Stephens Shannon M, Lambert Kyle M
Department of Chemistry and Biochemistry, Old Dominion University, 4501 Elkhorn Ave, Norfolk, Virginia 23529, United States.
J Org Chem. 2025 May 2;90(17):6000-6012. doi: 10.1021/acs.joc.5c00343. Epub 2025 Apr 23.
A supervised machine learning model has been developed that allows for the prediction of site selectivity in late-stage C-H borylations. Model development was accomplished using literature data for the site-selective (≥95%) C-H borylation of 189 unique arene, heteroarene, and aliphatic substrates that feature a total of 971 possible sp or sp C-H borylation sites. The reported experimental data was supplemented with additional chemoinformatic descriptors, computed atomic charges at the C-H borylation sites, and data from parameterization of catalytically active tris-boryl complexes resulting from the combination of seven different Ir-, Ru-, and Rh-based precatalysts with eight different ligands. Of the over 1600 parameters investigated, the computed atomic charges (e.g., Hirshfeld, ChelpG, and Mulliken charges) on the hydrogen and carbon atoms at the site of borylation were identified as the most important features that allow for the successful prediction of whether a particular C-H bond will undergo a site-selective borylation. The overall accuracy of the developed model was 88.9% ± 2.5% with precision, recall, and F1 scores of 92-95% for the nonborylating sites and 65-75% for the sites of borylation. The model was demonstrated to be generalizable to molecules outside of the training/test sets with an additional validation set of 12 electronically and structurally diverse systems.

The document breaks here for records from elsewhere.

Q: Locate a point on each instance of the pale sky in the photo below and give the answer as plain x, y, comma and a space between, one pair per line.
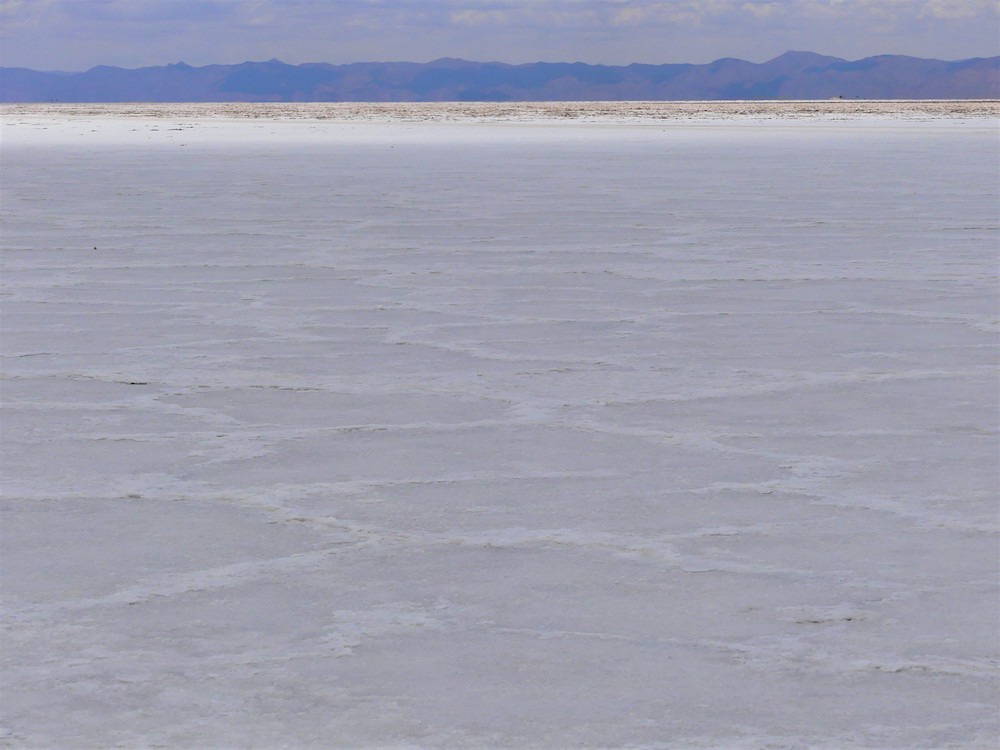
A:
78, 34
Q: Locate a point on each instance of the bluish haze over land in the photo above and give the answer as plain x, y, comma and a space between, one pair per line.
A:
74, 35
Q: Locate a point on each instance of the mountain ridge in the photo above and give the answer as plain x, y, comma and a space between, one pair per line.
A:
794, 75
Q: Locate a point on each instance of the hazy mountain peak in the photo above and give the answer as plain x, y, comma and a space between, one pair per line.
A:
791, 75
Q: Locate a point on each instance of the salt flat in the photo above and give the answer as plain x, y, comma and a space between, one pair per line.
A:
517, 433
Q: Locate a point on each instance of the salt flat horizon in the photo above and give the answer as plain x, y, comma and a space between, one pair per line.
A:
366, 426
524, 111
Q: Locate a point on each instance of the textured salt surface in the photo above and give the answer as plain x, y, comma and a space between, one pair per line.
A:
511, 435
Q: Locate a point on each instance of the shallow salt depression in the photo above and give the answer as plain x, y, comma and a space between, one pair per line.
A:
520, 434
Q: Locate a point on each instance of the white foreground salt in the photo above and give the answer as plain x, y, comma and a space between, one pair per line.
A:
552, 435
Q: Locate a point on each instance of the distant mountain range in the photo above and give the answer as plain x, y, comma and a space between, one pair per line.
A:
793, 75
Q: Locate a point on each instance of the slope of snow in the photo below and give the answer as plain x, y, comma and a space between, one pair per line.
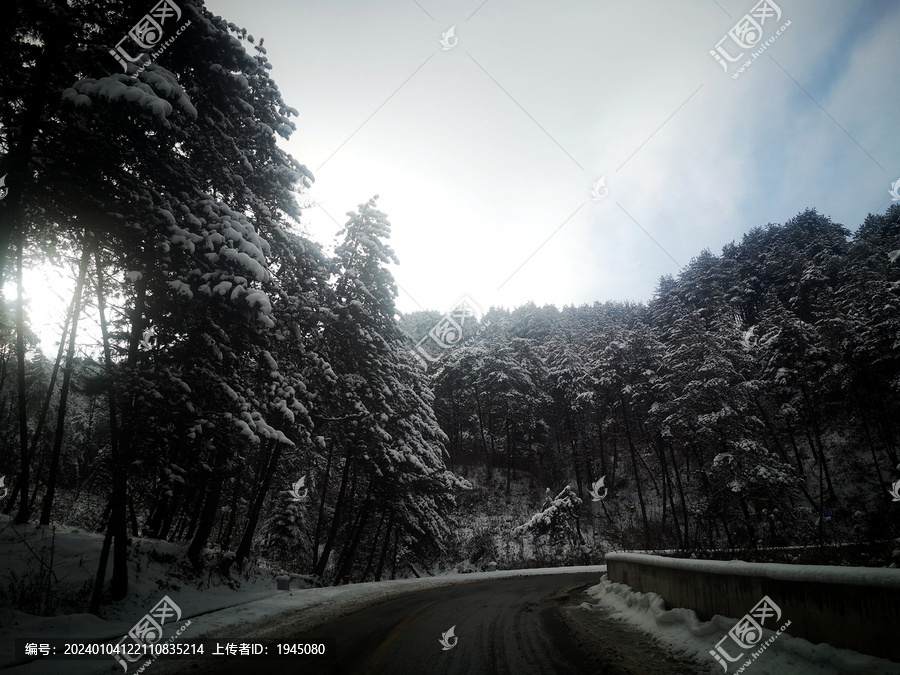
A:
681, 630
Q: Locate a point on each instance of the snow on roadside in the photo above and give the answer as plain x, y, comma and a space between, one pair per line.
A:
682, 630
242, 614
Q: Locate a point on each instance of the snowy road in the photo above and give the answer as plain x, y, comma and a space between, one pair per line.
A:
506, 625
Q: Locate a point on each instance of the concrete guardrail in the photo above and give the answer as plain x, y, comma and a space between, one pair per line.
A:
854, 608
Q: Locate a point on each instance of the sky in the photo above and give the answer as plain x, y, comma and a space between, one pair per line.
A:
484, 149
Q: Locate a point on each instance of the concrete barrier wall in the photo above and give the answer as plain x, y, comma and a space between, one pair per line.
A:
855, 608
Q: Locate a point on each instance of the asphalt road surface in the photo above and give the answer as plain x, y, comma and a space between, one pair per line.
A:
518, 625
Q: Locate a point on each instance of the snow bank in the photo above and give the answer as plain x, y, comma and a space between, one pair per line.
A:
681, 629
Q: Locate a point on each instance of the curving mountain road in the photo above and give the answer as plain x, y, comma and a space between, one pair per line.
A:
518, 625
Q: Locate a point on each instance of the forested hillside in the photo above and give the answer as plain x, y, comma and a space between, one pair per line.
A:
233, 359
225, 384
752, 393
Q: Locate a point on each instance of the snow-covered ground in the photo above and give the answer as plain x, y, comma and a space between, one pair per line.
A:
32, 558
681, 630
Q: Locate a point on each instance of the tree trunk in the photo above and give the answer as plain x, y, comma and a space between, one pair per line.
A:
206, 520
319, 569
387, 542
75, 311
350, 556
117, 524
637, 478
24, 460
243, 550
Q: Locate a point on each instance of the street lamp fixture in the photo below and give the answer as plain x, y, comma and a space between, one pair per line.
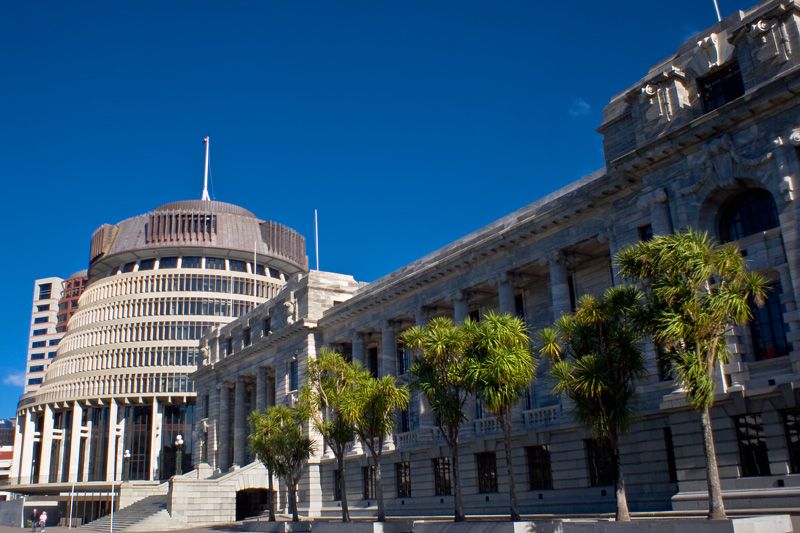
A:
178, 455
126, 467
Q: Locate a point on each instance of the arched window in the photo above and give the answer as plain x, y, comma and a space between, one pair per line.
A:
747, 213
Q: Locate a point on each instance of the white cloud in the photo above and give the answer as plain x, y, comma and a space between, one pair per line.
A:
579, 108
17, 379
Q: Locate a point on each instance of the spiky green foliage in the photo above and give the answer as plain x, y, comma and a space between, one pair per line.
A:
440, 374
697, 291
597, 357
330, 379
371, 410
277, 437
499, 367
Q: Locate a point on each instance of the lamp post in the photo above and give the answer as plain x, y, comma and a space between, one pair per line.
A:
126, 466
178, 455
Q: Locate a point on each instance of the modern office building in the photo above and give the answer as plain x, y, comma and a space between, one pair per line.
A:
44, 335
120, 380
707, 139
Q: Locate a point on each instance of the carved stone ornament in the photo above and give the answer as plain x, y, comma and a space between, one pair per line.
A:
710, 47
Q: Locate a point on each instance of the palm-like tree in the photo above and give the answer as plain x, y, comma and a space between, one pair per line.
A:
440, 373
596, 359
330, 380
278, 439
370, 408
697, 290
499, 367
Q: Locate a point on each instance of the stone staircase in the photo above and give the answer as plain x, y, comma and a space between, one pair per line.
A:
149, 514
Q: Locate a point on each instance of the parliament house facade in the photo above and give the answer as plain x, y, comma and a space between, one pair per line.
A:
707, 139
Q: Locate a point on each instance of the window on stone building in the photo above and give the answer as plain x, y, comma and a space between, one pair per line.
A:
519, 306
672, 469
403, 479
539, 471
791, 425
747, 213
441, 476
402, 359
294, 377
372, 360
645, 232
45, 291
753, 457
368, 482
337, 486
767, 328
721, 86
487, 472
600, 461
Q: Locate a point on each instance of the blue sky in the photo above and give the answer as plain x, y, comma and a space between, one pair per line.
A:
407, 124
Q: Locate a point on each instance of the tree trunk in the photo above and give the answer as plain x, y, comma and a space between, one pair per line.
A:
378, 486
293, 499
342, 486
623, 515
512, 489
272, 496
458, 501
716, 508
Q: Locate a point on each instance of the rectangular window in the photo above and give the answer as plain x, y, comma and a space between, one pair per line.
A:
190, 261
487, 472
294, 377
45, 291
372, 360
645, 232
215, 263
721, 87
403, 479
670, 448
237, 266
791, 425
600, 462
767, 328
753, 456
441, 476
168, 262
368, 482
539, 469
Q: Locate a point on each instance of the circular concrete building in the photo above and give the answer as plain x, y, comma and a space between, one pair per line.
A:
120, 380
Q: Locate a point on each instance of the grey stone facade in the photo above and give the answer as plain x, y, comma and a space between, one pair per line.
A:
713, 127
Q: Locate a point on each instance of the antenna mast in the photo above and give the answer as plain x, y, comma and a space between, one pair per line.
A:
205, 175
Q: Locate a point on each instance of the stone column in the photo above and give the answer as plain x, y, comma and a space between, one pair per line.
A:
388, 361
26, 461
75, 442
45, 438
223, 425
505, 295
358, 348
240, 424
261, 388
460, 307
559, 287
155, 440
111, 451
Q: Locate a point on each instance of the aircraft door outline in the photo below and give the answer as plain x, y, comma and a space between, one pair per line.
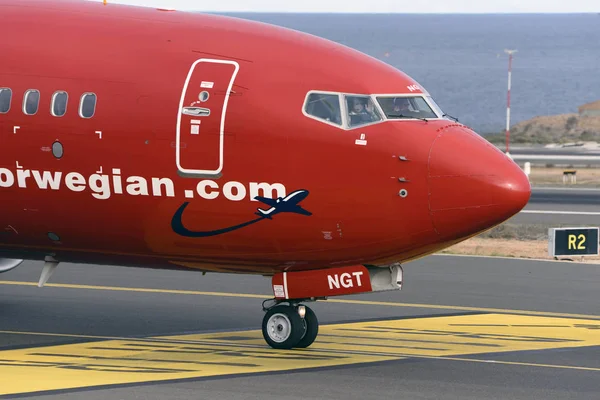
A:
192, 116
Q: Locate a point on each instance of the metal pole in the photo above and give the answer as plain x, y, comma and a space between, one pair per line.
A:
510, 56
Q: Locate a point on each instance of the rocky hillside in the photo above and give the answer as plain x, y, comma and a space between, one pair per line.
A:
553, 129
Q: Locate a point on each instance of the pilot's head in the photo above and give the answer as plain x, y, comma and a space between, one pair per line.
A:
401, 104
357, 105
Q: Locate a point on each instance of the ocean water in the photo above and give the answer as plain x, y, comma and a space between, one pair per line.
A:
460, 59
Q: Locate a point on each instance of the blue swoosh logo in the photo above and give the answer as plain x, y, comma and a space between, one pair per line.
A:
289, 204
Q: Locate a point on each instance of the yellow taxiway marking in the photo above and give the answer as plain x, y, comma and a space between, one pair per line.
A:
155, 359
266, 296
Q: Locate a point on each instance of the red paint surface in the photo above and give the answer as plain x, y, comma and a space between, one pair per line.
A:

已开发出一种有监督的机器学习模型,可用于预测后期C-H硼化反应中的位点选择性。模型开发是利用文献数据完成的,这些数据涉及189种独特的芳烃、杂芳烃和脂肪族底物的位点选择性(≥95%)C-H硼化反应,这些底物共有971个可能的sp或sp C-H硼化位点。报告的实验数据补充了额外的化学信息描述符、C-H硼化位点处计算的原子电荷,以及由七种不同的基于铱、钌和铑的预催化剂与八种不同配体组合而成的催化活性三硼络合物的参数化数据。在所研究的1600多个参数中,硼化位点处氢原子和碳原子上计算的原子电荷(例如,Hirshfeld电荷、ChelpG电荷和Mulliken电荷)被确定为最重要的特征,这些特征能够成功预测特定的C-H键是否会发生位点选择性硼化反应。所开发模型的总体准确率为88.9%±2.5%,非硼化位点的精确率、召回率和F1分数为92 - 95%,硼化位点的精确率、召回率和F1分数为65 - 75%。该模型已被证明可推广到训练/测试集之外的分子,还有一个由12个电子和结构多样的系统组成的验证集。